Posted: Fri Oct 21, 2011 2:15 pm
by blinx
Things that helped me where the moneyshot thread, learn gain structuring it works all the time :). Stop compressing/eqing thigns unless your absolutley sure it needs compression/eq. Keep it stupid simple for the first couple mixdowns. Dont try to use to many melodies/synth parts in your song that conflict, so you dont have to eq/battle shared freq's. Got to learn to crawl>walk>run>sprint>mixdown like a boss.

Re: Tips for clean mixes?

Posted: Fri Oct 21, 2011 2:22 pm
by Sharmaji
try mixing with NO eq-- seriously. getting a good mixdown is all about balancing levels; everything else is the icing. stay away from unintended distortion and get your levels right, and the rest will come much easier.

Re: Tips for clean mixes?

Posted: Fri Oct 21, 2011 3:17 pm
by paradigm_x
in the stav book, he reckons you can get 70% of a mix done purely using panning out of interest...

Re: Tips for clean mixes?

Posted: Fri Oct 21, 2011 5:23 pm
by koncide
This has helped alot :) thanks guys, I will check out those articles that have been linked and will definately start playing with reverb more, I'm aware that it's used for mixing but so far I've been using it as an effect and not much else. Other than that I'm just gonna have to trust my ears I guess

On a side note, can anyone recommend a half decent pair of monitors? I am looking to buy some. Price isn't that much of an issue unless we're talking quadruple figures, and I don't mind paying alot for them if I can trust them to be quality.

Re: Tips for clean mixes?

Posted: Fri Oct 21, 2011 6:41 pm
by das_raunchy
everyone talks about space and making sure there is space for one thing or another. i think my engineer friend or a tutorial gave an analogy comparing mixdowns to a set of drawers. something about you have to put away your clothes in their respective drawers. i dont understand it too much, but maybe you can benefit from it.

better to cut than add?

Re: Tips for clean mixes?

Posted: Fri Oct 21, 2011 8:07 pm
by blinx
for some eqing nad mixing reading try this link
http://dnbscene.com/article/88-thinking ... q-tutorial

Re: Tips for clean mixes?

Posted: Fri Oct 21, 2011 10:13 pm
by psychedelicatessen
I've never used anything more than shelves and a triple band parametric eq for the most part.
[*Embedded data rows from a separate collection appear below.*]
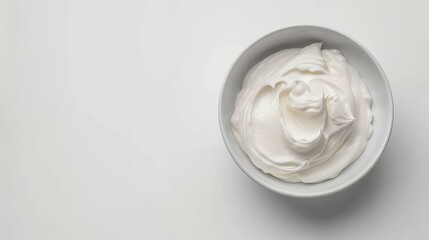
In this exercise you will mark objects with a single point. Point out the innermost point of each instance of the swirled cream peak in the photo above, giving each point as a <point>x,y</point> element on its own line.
<point>303,115</point>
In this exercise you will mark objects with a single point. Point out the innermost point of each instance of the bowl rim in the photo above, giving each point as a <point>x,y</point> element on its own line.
<point>355,178</point>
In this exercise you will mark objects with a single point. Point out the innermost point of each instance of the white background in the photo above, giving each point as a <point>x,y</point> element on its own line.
<point>109,130</point>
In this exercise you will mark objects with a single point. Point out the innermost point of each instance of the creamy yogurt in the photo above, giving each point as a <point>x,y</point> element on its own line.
<point>303,115</point>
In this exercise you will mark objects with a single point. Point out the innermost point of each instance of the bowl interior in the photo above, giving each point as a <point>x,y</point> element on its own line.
<point>370,72</point>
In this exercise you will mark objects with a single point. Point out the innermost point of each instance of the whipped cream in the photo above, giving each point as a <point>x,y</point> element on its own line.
<point>303,115</point>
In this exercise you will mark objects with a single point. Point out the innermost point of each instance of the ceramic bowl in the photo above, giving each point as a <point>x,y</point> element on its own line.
<point>371,73</point>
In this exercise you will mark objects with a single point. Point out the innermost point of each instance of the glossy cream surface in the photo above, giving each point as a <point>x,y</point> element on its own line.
<point>303,115</point>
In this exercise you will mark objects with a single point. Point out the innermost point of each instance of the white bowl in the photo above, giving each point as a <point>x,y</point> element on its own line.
<point>371,73</point>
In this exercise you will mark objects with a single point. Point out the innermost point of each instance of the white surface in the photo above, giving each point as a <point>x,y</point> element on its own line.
<point>108,122</point>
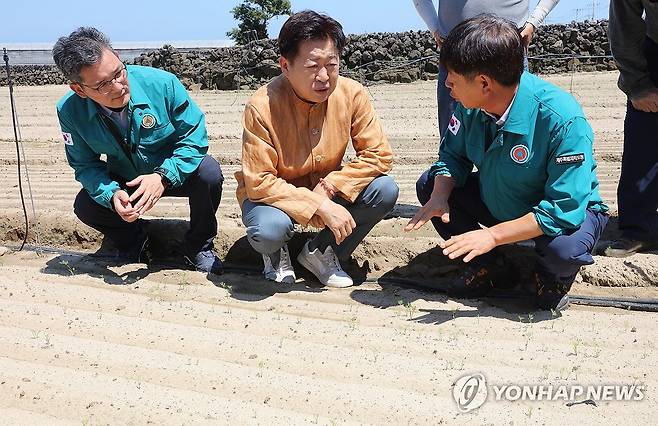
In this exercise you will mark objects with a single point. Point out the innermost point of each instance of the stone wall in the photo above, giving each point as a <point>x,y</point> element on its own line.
<point>369,58</point>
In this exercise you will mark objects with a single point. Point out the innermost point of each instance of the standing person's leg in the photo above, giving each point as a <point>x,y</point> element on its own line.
<point>268,231</point>
<point>322,255</point>
<point>637,192</point>
<point>446,103</point>
<point>128,237</point>
<point>560,258</point>
<point>204,191</point>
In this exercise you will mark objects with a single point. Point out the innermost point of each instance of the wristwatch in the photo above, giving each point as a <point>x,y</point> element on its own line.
<point>163,175</point>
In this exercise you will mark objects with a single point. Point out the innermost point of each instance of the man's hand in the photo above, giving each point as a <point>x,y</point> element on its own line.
<point>526,34</point>
<point>325,189</point>
<point>123,206</point>
<point>337,219</point>
<point>149,191</point>
<point>646,101</point>
<point>435,207</point>
<point>470,244</point>
<point>437,38</point>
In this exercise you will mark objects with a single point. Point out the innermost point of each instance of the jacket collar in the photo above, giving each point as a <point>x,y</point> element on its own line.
<point>523,106</point>
<point>138,96</point>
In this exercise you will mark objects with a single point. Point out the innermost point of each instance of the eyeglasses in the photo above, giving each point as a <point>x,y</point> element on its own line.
<point>106,86</point>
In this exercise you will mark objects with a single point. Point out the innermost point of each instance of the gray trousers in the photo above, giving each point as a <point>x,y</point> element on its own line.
<point>269,228</point>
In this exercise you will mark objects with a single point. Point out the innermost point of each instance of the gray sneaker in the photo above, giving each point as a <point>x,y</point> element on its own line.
<point>283,272</point>
<point>325,266</point>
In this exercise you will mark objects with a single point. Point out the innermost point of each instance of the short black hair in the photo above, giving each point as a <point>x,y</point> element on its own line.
<point>309,25</point>
<point>81,48</point>
<point>485,44</point>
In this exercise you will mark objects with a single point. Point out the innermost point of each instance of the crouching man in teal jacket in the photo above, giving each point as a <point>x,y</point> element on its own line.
<point>535,178</point>
<point>155,142</point>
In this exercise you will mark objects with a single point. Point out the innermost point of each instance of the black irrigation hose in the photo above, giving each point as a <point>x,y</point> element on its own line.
<point>10,84</point>
<point>640,304</point>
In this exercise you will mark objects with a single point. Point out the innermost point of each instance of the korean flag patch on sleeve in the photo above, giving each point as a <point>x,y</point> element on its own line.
<point>68,139</point>
<point>454,125</point>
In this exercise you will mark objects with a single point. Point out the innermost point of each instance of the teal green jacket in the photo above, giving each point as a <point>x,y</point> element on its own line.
<point>541,160</point>
<point>165,129</point>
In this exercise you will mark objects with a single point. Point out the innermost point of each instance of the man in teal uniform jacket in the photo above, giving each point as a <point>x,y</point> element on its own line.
<point>536,175</point>
<point>155,143</point>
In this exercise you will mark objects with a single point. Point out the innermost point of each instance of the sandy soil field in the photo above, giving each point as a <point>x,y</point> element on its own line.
<point>83,341</point>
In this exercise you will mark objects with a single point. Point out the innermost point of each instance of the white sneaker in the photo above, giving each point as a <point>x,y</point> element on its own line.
<point>284,272</point>
<point>325,266</point>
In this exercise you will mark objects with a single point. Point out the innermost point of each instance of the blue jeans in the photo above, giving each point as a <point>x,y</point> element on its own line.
<point>559,258</point>
<point>269,228</point>
<point>637,192</point>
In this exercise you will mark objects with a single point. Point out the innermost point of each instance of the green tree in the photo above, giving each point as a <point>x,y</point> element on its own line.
<point>253,16</point>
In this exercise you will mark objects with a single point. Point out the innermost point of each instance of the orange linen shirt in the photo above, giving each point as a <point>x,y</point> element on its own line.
<point>288,145</point>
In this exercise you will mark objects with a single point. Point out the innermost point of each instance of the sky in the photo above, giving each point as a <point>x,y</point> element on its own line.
<point>43,21</point>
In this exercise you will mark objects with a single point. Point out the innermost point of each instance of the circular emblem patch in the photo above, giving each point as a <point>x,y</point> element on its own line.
<point>148,121</point>
<point>519,154</point>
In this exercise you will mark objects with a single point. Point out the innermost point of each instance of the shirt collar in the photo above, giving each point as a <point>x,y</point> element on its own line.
<point>521,108</point>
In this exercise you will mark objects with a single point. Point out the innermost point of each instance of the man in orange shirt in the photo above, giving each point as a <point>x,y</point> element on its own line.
<point>296,130</point>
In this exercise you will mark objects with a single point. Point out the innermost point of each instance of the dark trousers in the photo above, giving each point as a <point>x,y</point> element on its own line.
<point>637,192</point>
<point>203,188</point>
<point>559,258</point>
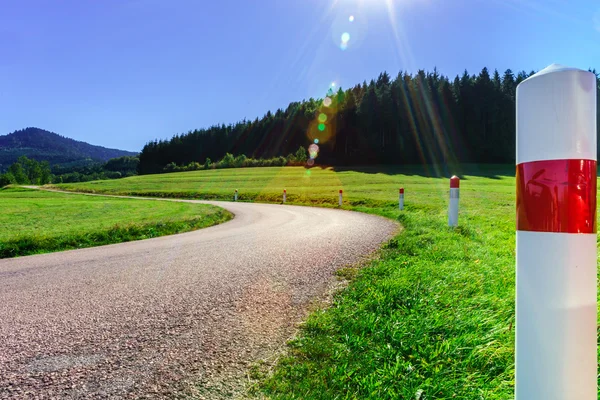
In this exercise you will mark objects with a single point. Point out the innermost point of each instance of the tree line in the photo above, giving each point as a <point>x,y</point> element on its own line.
<point>420,118</point>
<point>26,171</point>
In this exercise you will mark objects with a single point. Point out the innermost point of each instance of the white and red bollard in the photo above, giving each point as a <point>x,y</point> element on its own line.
<point>453,204</point>
<point>556,354</point>
<point>401,199</point>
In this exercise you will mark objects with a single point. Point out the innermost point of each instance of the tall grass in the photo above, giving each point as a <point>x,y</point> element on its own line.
<point>38,222</point>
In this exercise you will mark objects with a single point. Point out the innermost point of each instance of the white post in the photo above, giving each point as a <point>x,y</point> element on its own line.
<point>453,205</point>
<point>556,355</point>
<point>401,199</point>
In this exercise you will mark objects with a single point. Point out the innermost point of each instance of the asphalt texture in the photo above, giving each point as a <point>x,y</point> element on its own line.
<point>181,315</point>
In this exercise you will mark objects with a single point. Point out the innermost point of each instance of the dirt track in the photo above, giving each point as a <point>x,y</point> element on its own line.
<point>182,314</point>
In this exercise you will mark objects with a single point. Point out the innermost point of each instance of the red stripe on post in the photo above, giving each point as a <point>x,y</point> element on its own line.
<point>454,182</point>
<point>557,196</point>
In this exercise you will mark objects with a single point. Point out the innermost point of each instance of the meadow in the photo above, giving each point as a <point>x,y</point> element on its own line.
<point>34,221</point>
<point>430,317</point>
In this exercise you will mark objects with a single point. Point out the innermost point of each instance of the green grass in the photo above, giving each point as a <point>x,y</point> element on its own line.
<point>431,317</point>
<point>34,221</point>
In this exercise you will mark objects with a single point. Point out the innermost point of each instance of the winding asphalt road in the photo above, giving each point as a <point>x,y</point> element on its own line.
<point>181,314</point>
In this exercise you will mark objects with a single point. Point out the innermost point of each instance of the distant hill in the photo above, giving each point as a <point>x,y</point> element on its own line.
<point>43,145</point>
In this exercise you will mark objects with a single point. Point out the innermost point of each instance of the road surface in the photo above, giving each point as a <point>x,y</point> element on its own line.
<point>181,314</point>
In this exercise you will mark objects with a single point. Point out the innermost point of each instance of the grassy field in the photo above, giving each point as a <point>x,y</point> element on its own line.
<point>430,318</point>
<point>33,221</point>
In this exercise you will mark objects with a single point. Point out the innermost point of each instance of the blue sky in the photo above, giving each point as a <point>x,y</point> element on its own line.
<point>119,73</point>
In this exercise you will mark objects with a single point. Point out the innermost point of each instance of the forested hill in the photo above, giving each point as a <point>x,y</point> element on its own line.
<point>42,145</point>
<point>407,119</point>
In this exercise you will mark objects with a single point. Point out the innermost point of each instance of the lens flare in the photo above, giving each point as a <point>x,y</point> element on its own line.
<point>313,151</point>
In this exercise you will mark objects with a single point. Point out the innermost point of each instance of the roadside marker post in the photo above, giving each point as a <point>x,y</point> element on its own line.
<point>556,293</point>
<point>401,199</point>
<point>453,205</point>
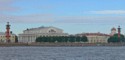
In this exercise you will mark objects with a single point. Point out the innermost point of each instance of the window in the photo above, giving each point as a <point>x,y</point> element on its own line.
<point>52,31</point>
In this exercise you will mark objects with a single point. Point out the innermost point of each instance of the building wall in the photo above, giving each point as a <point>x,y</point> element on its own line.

I've used filters for creative purposes though.
Don't use reverb/delay on every track, one or two is usually fine, if you want a tune swimming in reverb make a reverb bus and just use sends on all the tracks you think need reverb, keeping in mind that a little per track will go a long way.

Also, http://www.kraftmusic.com/catalog/audio ... oduct=5322 saw these mentioned in a thread a while back (yamaha HS80M) and took a look at them. The link is for the bundle, but they aren't super expensive monitors.

Tutorials and such are nice, but you'll find you are your own best teacher. Find a workflow that suits you best, then practice, experiment, get creative, and don't be afraid to challenge yourself, set limits or use tools for unorthodox purposes.